Data Modeling for AI Apps: Embeddings and Vectors
Architecture Patterns — Part 7 of 30
The Demo That Lied to You
Here's a story I've watched play out a dozen times in the last two years.
A team builds a killer internal knowledge base. They chunk up the company's Confluence docs, run them through text-embedding-3-small, dump the vectors into a local ChromaDB instance, wire it to GPT-4o, and demo it to leadership on a Tuesday. It's magic. Questions get answered. Executives are delighted. Jira tickets are created.
By Thursday, the thing is in production. By the following Monday, the first complaints roll in.
"It gave me the wrong policy." "It said our refund window is 30 days. It's 14." "It quoted a pricing tier we discontinued two years ago."
The team scrambles. They tweak the prompt. They add more context. They bump k from 3 to 8. Nothing fundamentally changes because the problem isn't the LLM—it's the data model. Specifically, it's that they never made deliberate architectural decisions about how their vectors would be stored, versioned, retrieved, and kept current.
This is Part 7 of the Architecture Patterns series, and we're going deep on the decisions that separate a RAG demo from a RAG system. Not just the how—the why behind every fork in the road.
What You're Actually Building
Before picking a database or an embedding model, understand the data structure you're working with.
An embedding is a dense numerical vector—an array of floating-point numbers—that encodes semantic meaning. When you embed the sentence "Cancel my subscription," you get a vector that sits geometrically close to "I want to stop my plan" and far from "Tell me your pricing." The embedding model learned this geometry by training on massive text corpora.
Here's what that looks like in practice:
from openai import OpenAI
client = OpenAI()
def embed_text(text: str, model: str = "text-embedding-3-small") -> list[float]:
response = client.embeddings.create(
input=text,
model=model
)
return response.data[0].embedding
# Returns a list of 1536 floats
vec = embed_text("Cancel my subscription")

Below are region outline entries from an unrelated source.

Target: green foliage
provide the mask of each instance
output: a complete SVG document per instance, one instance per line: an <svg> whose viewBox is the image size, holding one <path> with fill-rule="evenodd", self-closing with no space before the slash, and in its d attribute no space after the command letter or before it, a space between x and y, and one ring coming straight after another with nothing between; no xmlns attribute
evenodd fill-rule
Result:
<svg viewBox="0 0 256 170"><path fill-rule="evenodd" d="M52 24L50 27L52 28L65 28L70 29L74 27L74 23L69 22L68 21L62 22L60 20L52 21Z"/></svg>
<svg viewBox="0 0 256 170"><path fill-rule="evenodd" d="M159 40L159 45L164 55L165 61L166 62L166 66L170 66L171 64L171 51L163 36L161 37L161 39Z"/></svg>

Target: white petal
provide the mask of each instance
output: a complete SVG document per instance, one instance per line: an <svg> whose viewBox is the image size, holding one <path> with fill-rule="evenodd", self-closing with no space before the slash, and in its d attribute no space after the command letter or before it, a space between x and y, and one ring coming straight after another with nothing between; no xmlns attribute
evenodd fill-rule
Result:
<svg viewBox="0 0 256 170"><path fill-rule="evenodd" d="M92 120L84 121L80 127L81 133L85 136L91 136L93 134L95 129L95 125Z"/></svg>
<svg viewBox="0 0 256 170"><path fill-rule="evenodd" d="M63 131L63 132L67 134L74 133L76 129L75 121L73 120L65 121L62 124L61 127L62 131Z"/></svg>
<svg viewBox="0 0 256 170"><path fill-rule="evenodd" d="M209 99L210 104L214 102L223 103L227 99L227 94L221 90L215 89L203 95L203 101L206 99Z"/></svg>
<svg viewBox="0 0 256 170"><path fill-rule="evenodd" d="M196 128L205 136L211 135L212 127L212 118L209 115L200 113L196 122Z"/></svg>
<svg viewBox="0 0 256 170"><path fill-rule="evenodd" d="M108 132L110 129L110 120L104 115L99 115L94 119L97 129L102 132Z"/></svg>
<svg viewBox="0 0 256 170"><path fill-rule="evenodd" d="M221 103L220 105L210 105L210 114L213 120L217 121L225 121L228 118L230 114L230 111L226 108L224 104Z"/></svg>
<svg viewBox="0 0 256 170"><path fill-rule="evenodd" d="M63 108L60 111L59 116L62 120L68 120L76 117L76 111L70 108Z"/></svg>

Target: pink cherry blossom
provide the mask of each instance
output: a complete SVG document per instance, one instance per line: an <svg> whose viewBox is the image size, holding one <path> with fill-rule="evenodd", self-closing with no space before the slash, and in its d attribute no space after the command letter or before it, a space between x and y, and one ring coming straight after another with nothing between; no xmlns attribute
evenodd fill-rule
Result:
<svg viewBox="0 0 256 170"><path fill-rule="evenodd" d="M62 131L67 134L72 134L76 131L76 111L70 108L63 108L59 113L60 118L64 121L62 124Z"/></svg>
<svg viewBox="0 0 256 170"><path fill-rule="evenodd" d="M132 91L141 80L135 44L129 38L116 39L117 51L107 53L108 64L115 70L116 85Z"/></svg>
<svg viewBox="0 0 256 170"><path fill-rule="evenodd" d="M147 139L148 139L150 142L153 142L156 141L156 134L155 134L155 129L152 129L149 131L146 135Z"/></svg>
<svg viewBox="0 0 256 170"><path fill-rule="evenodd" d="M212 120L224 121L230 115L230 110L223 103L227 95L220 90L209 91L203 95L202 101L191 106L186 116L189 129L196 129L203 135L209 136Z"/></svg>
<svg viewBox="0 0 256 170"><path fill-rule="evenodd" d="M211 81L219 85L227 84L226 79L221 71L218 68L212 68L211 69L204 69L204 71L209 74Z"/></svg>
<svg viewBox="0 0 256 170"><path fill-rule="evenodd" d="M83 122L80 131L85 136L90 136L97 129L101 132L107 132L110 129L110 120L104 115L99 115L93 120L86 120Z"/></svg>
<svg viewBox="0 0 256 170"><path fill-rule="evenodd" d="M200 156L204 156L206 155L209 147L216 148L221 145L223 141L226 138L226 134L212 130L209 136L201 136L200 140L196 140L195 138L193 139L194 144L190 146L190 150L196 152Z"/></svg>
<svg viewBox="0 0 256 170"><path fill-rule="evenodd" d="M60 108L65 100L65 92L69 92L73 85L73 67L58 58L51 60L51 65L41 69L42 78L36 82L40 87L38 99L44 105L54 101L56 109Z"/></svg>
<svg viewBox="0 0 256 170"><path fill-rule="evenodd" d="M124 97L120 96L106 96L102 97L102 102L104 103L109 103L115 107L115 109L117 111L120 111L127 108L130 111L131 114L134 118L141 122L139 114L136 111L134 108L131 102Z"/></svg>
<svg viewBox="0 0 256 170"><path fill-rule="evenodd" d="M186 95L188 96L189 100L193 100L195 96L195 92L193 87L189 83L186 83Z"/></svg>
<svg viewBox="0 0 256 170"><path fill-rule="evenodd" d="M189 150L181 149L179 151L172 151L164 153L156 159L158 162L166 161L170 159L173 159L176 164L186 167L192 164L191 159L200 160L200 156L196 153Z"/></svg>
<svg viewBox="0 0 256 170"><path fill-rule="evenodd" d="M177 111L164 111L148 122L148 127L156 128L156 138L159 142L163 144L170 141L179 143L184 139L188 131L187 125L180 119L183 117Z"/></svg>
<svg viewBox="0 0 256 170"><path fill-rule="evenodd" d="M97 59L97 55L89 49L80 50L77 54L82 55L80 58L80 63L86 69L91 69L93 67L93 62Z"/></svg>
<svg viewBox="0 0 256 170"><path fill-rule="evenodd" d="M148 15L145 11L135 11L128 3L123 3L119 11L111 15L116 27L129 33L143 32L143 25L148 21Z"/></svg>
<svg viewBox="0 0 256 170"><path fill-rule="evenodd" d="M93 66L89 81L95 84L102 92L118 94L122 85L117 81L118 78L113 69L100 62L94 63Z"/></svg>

print(f"Dimensions: {len(vec)}") # 1536
print(f"First 5 values: {vec[:5]}")
The vector database stores these embeddings alongside their source content and metadata, then serves approximate nearest-neighbor (ANN) queries to find semantically similar records at query time.
Your first architectural decision is what those two pieces of your system look like.
Decision 1: Choosing Your Vector Store
This is where I see the most cargo-culting. Engineers default to whatever they saw in the last tutorial. In 2024, that was usually Pinecone or Chroma. In 2026, the conversation has gotten more nuanced—and the performance landscape has shifted dramatically.
The pgvector Revolution
For most of 2023 and 2024, the conventional wisdom was: use pgvector for prototypes under a million vectors, then graduate to Pinecone or Weaviate. That advice is now outdated.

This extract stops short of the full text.